This is a very trivial example, but look at the top-5 in EVO/60 this year: Tennyson, Ellis, Dumoulin, Scandella, and Hague. It may sound impressive to say that X player ranked in the top-5, but there was a significant drop from the 0.99 EVO/60 for Ellis (who ranked 2nd) to 0.69 EVO/60 for Scandella (who ranked 4th). Both players would still rank in the 90th percentile, but Ellis performed at a much higher rate than Scandella and that fact would be lost when lumping all players based on percentile. They are both amazing players offensively, but a simple ranking or percentile does not adequately capture the nuance of their relative production. Using my calculation, Ellis would receive a score of 91 and Scandella would receive a score of 78, which I believe to be a better representation of their offensive contribution at even strength.
Charting and Conclusions
Once armed with the percentage relative range data for each player in their 5 GAR and 5 xGAR categories, I used Tableau to produce the dashboards you can find here. I also adjusted the values to range from 1 to 99, so as to provide a more ascetically pleasing form (a la EA Sports NHL ratings).
I hope that you find these charts useful in identifying players with upside that would be otherwise unrecognized by traditional aggregate charts. I also hope you are equally as satisfied by the grading scale using a relative scale based on the range of values, as opposed to alternative methods. If you want to create your own charts and graphs using this data, subscribe to be a Patreon for Evolving Hockey.
Footnotes:
1. The process for assigning roles was probably the most time intensive part of the visualization. It would be simple to pick an arbitrary number of minutes (e.g. 15.5) and classify defensemen who played greater than 15.5 top-4 and less than 15.5 bottom-4. The problem is that each team played a different number of even strength minutes per game, which means that the cutoff would be different for each team. In order to accomplish this feat, I used the following calculation in Tableau:
IF [POS]=”D” THEN
IF ([Toi Ev]/[GP]>[Median D]) THEN “Top-4”
ELSE “Bottom-4″ END
ELSEIF [POS]=”F” THEN
IF ([Toi Ev]/[GP])>[Median F top-6] THEN “Top-6”

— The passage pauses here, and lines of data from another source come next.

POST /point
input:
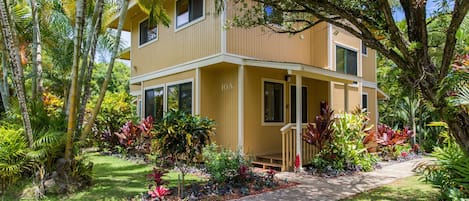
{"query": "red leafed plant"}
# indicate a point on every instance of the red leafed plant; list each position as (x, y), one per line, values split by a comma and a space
(388, 138)
(322, 132)
(136, 139)
(159, 192)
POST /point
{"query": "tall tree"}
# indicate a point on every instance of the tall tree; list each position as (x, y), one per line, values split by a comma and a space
(73, 99)
(410, 48)
(10, 39)
(37, 86)
(115, 51)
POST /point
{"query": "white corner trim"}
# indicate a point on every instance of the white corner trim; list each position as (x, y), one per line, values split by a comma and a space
(241, 108)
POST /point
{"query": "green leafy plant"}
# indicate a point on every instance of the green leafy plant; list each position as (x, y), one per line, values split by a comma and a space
(181, 137)
(321, 133)
(13, 150)
(226, 166)
(450, 171)
(346, 151)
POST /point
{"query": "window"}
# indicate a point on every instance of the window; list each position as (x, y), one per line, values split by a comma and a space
(180, 97)
(273, 102)
(154, 103)
(365, 101)
(147, 33)
(304, 103)
(188, 11)
(364, 49)
(346, 61)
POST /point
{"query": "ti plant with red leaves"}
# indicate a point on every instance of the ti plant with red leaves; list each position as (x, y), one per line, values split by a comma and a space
(322, 132)
(136, 139)
(388, 139)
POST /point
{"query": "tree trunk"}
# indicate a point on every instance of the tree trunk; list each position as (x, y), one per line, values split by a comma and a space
(458, 126)
(72, 106)
(102, 94)
(37, 87)
(85, 76)
(9, 37)
(4, 89)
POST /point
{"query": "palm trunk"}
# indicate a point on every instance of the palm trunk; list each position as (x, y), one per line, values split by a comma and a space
(85, 76)
(37, 87)
(72, 117)
(102, 94)
(4, 89)
(10, 39)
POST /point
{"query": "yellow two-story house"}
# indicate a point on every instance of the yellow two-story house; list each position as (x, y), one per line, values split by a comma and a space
(254, 83)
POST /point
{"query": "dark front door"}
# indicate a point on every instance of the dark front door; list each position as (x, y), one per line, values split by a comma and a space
(304, 97)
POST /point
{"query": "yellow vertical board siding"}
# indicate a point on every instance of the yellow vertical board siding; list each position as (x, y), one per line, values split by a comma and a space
(346, 40)
(338, 98)
(219, 101)
(258, 138)
(173, 78)
(372, 104)
(369, 66)
(172, 47)
(319, 43)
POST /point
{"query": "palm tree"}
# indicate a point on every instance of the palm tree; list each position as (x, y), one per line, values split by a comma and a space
(102, 94)
(10, 39)
(72, 103)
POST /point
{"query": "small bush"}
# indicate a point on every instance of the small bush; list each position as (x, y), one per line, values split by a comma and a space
(346, 151)
(226, 166)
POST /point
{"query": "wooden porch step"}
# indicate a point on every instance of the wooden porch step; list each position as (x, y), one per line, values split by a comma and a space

ELSEIF ([Toi Ev]/[GP])>[Median F Bottom-6] AND ([Toi Ev]/[GP])<=[Median F top-6] THEN “Middle-6”
ELSE “Bottom-6″ END
ELSEIF [POS]=”G” THEN “”
END
with Median D defined as:
{ FIXED [Team],[Season],[POS]: MEDIAN([Time per Game])}
with Median F top-6 defined as:
{ FIXED [Team],[Season],[POS]: PERCENTILE([Time per Game],0.66)}
with Median F Bottom-6 defined as:
{ FIXED [Team],[Season],[POS]: PERCENTILE([Time per Game],0.33)}